Today my first cousin and I had lunch during her work day. We can go years without seeing each other, so it’s special when we do get a chance to visit.
She is my mother’s sister’s oldest daughter, “the closest person to having a sister you’ll ever get,” my mother used to say, which is true. I’m one year older, and our memories align closser than memories she has with her younger siblings.
We sat in a cafeteria and reminisced about early teen age days at the drive-in movie in San Rafael. She remembers her scariest night and my scariest of my life, a triple bill of Vincent Price in “The Fall of the House of Usher, The Pit and the Pendulum” and one other terrifying film about a guy stuck inside a room, unable to escape his death. I was terrified and miserable after watching those three in a row, and forgot she’d been in the car with me the whole time. She saw them too, scared beyond tears. I have no memory of her being there that night, but she was.
We talked about a couple of other memories that we share, too. What’s particular about sharing early childhood memories with her is that she’s the only living person who has the same family ones, since my brother died so long ago. What a gift to share memories that far back.

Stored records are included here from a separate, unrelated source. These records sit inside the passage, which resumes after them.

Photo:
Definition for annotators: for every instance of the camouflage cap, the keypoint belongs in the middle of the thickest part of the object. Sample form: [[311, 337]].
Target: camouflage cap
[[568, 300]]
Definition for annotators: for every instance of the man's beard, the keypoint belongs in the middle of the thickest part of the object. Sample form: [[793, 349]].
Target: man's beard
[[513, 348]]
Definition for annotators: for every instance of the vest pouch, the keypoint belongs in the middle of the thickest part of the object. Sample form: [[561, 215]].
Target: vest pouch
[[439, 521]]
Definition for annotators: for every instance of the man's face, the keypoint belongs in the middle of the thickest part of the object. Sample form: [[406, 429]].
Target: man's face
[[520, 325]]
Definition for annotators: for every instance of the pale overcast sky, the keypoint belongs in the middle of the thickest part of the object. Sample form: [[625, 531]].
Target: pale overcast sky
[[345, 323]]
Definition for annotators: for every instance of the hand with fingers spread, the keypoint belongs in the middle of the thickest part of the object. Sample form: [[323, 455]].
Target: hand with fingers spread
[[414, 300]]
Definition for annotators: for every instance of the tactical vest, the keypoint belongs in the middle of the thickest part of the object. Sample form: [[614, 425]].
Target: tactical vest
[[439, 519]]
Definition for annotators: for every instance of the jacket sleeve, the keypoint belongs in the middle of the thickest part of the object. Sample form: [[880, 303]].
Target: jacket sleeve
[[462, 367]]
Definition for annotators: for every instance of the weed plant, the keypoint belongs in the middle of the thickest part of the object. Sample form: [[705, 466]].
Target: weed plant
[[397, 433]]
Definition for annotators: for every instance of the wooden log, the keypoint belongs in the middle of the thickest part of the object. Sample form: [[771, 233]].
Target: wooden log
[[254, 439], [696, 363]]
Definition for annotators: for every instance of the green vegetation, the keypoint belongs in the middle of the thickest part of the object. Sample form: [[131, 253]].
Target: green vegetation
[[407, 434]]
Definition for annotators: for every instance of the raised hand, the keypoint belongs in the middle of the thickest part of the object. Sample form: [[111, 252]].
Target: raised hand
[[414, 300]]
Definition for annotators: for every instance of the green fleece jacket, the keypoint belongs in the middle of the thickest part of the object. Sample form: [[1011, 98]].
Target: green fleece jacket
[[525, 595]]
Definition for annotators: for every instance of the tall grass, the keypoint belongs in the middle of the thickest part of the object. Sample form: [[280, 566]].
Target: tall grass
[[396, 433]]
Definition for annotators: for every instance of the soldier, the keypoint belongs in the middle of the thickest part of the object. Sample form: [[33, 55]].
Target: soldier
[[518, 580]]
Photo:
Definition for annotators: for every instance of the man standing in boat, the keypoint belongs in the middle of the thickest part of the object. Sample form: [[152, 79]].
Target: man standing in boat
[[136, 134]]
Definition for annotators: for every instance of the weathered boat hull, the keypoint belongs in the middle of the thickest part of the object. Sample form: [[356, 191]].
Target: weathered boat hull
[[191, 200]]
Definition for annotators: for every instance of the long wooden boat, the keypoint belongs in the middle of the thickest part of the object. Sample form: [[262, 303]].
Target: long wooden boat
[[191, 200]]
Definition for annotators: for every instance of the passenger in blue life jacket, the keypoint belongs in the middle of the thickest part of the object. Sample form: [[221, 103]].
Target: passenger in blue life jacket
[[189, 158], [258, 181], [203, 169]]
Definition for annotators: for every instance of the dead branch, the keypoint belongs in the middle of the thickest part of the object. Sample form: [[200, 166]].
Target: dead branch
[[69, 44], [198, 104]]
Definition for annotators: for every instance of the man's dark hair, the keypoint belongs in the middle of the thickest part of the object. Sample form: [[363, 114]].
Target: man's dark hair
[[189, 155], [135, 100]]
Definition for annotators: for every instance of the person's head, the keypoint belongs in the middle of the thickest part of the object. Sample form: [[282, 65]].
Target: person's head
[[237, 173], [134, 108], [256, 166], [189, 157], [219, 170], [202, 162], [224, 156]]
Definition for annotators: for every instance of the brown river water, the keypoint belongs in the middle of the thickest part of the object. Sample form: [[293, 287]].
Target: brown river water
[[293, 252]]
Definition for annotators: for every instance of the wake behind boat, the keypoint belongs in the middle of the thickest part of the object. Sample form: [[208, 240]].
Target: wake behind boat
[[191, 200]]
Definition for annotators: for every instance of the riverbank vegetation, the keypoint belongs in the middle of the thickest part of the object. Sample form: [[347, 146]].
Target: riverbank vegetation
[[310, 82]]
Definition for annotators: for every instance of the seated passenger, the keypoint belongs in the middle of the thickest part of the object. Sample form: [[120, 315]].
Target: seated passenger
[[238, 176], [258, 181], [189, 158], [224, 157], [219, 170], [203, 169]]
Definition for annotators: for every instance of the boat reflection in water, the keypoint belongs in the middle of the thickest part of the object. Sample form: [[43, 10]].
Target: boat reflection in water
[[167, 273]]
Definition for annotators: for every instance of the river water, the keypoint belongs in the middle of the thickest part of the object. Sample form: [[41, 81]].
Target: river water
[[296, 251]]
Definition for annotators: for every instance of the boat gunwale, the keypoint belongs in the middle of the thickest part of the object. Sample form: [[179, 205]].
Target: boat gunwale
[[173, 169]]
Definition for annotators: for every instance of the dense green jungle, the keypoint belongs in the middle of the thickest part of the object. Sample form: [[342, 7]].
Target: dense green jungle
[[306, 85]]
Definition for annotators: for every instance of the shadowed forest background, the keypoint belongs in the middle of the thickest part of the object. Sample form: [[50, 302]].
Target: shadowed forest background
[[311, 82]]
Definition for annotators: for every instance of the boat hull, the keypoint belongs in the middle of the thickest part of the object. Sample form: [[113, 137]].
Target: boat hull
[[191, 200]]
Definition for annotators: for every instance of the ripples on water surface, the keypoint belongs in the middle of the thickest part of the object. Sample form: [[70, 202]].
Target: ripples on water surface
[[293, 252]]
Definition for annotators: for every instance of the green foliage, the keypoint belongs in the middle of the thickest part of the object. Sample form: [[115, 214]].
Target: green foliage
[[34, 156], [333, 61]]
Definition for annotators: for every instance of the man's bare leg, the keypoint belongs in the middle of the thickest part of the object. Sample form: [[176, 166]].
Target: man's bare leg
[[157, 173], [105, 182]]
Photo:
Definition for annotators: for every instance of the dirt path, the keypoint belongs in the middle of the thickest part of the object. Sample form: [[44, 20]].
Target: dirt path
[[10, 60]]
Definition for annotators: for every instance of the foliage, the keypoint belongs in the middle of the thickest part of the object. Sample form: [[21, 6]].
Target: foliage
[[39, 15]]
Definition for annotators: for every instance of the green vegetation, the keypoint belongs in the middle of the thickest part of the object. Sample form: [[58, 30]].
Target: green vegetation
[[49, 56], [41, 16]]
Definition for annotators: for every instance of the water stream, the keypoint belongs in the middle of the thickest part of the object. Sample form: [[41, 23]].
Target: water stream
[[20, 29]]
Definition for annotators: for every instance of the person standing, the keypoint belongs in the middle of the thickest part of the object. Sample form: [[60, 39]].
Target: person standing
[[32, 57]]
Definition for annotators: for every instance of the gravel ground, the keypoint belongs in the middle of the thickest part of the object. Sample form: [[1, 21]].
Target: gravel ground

Memories seem so real, yet my point of view can completely alter an experience. I can cut people out like they weren’t even there, which is what happened with the Price three flick night. All these years I thought I went to those films with a bunch of friends, but she was there along with my friends, absorbing the same terror. Neither of us do horror, so it was unforgettable for both of us.
I’m grateful we had the chance to talk about that today, and rekindle something that seems simple to others. For me was a treasure to still have her around.